Search code examples
google-bigquerygoogle-cloud-storage

export bigquery data to cloud storage, the integer field changes to string format but float format stays as numeric format


I have these bigquery fields

views   INTEGER NULLABLE    
comments    INTEGER NULLABLE    
shares  INTEGER NULLABLE    
watch_time_minutes  FLOAT   NULLABLE    

views comments shares watch_time_minutes 0 0 1 0.0

I exported this bigquery data to cloud storage (json format) through BigQuery Console page (simply "Export Table") , what I got is

{"views":"0","comments":"0","shares":"1","watch_time_minutes":0}

Notice in this json record, Integer fields changed to string value, "views":"0","comments":"0","shares":"1"

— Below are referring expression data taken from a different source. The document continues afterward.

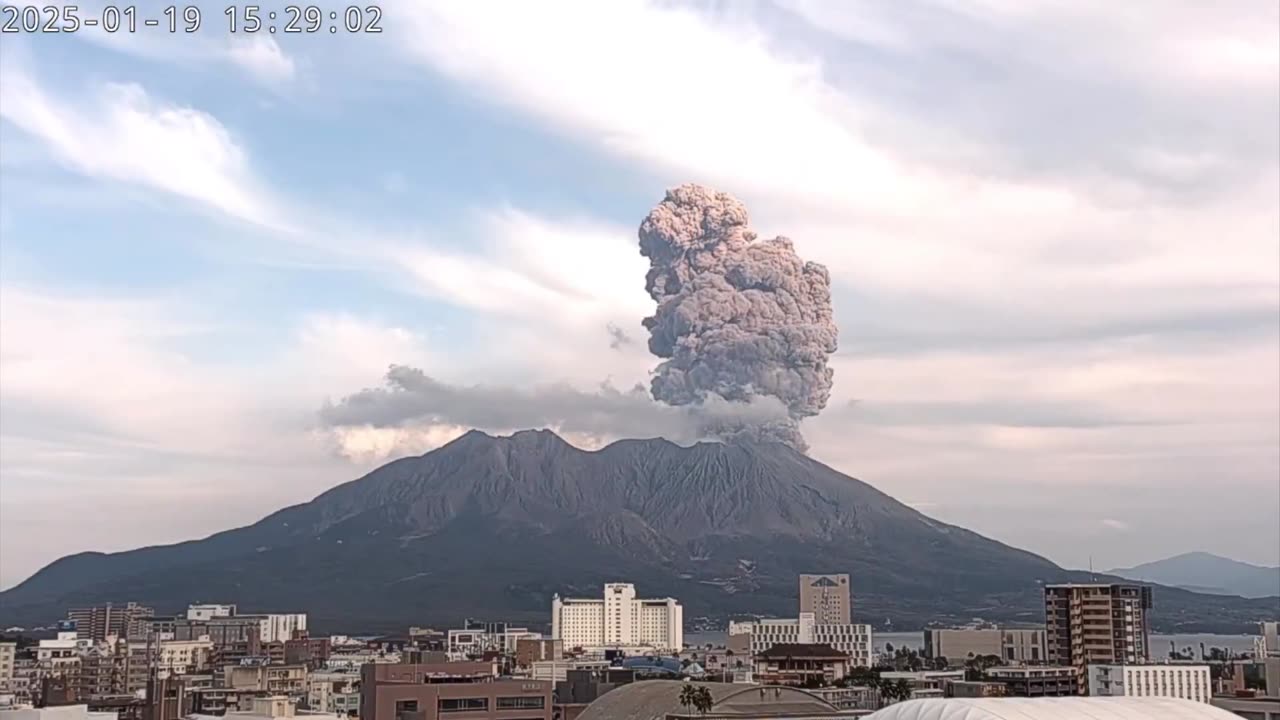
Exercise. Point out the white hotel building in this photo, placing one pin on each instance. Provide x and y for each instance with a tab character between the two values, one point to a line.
1187	682
618	620
759	636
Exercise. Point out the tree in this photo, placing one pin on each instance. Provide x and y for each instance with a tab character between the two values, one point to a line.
696	697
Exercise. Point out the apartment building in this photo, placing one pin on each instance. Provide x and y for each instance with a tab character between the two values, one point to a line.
449	689
475	638
8	655
100	621
183	657
273	679
754	637
827	597
618	620
1015	647
1088	624
1185	682
800	664
1037	680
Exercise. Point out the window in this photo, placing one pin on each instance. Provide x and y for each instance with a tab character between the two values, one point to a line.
533	702
464	703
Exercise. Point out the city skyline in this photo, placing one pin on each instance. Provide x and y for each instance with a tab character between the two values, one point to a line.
1050	232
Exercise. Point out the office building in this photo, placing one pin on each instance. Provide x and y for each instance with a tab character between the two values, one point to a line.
1014	647
8	655
97	623
1037	680
1087	624
827	597
1270	634
478	638
1187	682
449	689
758	636
209	611
618	620
800	665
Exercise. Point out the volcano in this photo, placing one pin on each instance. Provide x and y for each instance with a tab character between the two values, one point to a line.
493	527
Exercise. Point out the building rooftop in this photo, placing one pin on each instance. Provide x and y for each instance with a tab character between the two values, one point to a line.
1052	709
657	700
814	651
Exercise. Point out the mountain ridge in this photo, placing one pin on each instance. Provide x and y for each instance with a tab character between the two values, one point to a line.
498	524
1207	573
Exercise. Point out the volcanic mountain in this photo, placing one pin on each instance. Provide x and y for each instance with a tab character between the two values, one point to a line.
492	527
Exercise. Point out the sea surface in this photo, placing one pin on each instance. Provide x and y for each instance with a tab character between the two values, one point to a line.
1159	643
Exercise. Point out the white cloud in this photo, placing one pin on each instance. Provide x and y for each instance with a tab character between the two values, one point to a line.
108	388
118	132
261	57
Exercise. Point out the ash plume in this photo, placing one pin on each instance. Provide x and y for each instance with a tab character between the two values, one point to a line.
737	318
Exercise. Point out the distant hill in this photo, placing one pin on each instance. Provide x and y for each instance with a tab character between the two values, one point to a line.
493	527
1207	573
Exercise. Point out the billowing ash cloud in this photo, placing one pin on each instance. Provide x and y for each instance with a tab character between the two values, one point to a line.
737	318
410	397
744	327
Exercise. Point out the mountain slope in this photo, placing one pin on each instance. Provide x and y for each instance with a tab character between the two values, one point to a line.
493	527
1207	573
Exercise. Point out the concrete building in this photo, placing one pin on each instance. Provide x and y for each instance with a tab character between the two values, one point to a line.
827	597
1018	647
269	707
97	623
661	700
478	638
272	679
754	637
1096	624
1270	634
799	664
529	651
333	692
210	611
974	688
1037	680
1249	707
618	620
280	627
63	712
449	689
1051	709
1188	682
183	657
8	655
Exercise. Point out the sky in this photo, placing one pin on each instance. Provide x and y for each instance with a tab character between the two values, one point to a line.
1052	231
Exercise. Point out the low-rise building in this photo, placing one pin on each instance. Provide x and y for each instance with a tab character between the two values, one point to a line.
1187	682
272	679
8	655
974	688
1011	646
1037	680
618	620
449	689
800	664
334	692
476	638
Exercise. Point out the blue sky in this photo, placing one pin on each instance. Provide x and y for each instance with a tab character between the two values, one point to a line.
1051	227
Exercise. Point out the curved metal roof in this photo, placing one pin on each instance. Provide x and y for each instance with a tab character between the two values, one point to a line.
654	700
1052	709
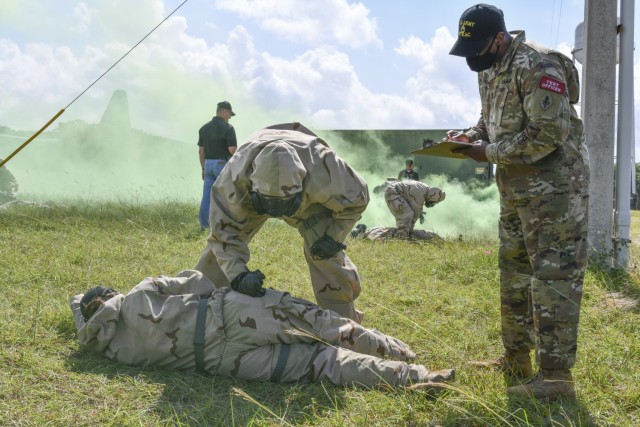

But the float field stays as numeric format "watch_time_minutes":0

The integer fields in Json should stay as numeric format as

"views":0,"comments":0,"shares":1

Otherwise, in the following process when I do the math operations on these supposed to be integer fields (but no display as string in json), I would have problems.

Any Advice?

Right now, one solution I have is I loop through (millions lines of) the storage file and cast all the integer fields back to the integer. But it beat the performance advantage that "simply export bigquery table to storage by one statement."

I had another ugly solution that is "redefine integer field as float" but this is really ugly and it would cause other problems later on. Such as I could not display views times as 0.0 time. etc.

Thanks!


Solution

  • This has been reported on the issue tracker a few different times, e.g. Json exports on BQ is exported incorrectly. From the last comment on that issue:

    The reason is that most JSON parsers support only 32-bit integers, while BQ integers have 64 bits. You can use the field types in the result to determine how to parse the JSON, or if you want the JSON to use numbers rather than strings, you can cast the columns in a query to FLOAT (legacy SQL) or FLOAT64 (standard SQL). Note that this option may lose precision, however.

    Alternatively, you can use Avro format which supports 64-bit integers.